What a delivery aggregator does
An aggregator like Glovo, Uber Eats, Just Eat, Deliveroo, or DoorDash operates a consumer-facing marketplace, attracts customers, owns the brand of 'food delivery in this city', dispatches couriers (own fleet or partner), processes payment, and charges the restaurant a per-order commission. From the restaurant's point of view the aggregator is a sales channel — high volume potential, low margin per order, no customer ownership.
What Sinqro does
Sinqro is an operations layer. It does not list the restaurant publicly, does not own customers, does not dispatch couriers, and does not charge per-order commission. It connects every channel the restaurant uses (including the aggregators), centralizes the orders into one inbox, publishes the menu to every channel, hands orders off to the POS, returns statuses to the channels, and moves the data into the back-office systems. The aggregator brings demand; Sinqro makes that demand operable without duplicating work.
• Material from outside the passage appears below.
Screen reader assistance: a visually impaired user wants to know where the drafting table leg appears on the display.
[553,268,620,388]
Why they are not in competition
An aggregator without an operations layer forces the restaurant to babysit each marketplace separately — type orders into the POS, edit menus channel by channel, reconcile manually at month end. A restaurant operations layer without aggregators forces the restaurant to drive every order itself through direct channels — possible, but limited in reach. Combining the two gives the restaurant marketplace reach plus a single operational surface.
When direct ordering matters
Aggregator commissions are real. A direct ordering site or a branded mobile app reduces marketplace dependence and recaptures margin — but only if the channel actually drives volume. Sinqro treats direct ordering as one more channel inside Order Hub, so the restaurant can grow direct demand over time without changing the operational surface or the POS handoff.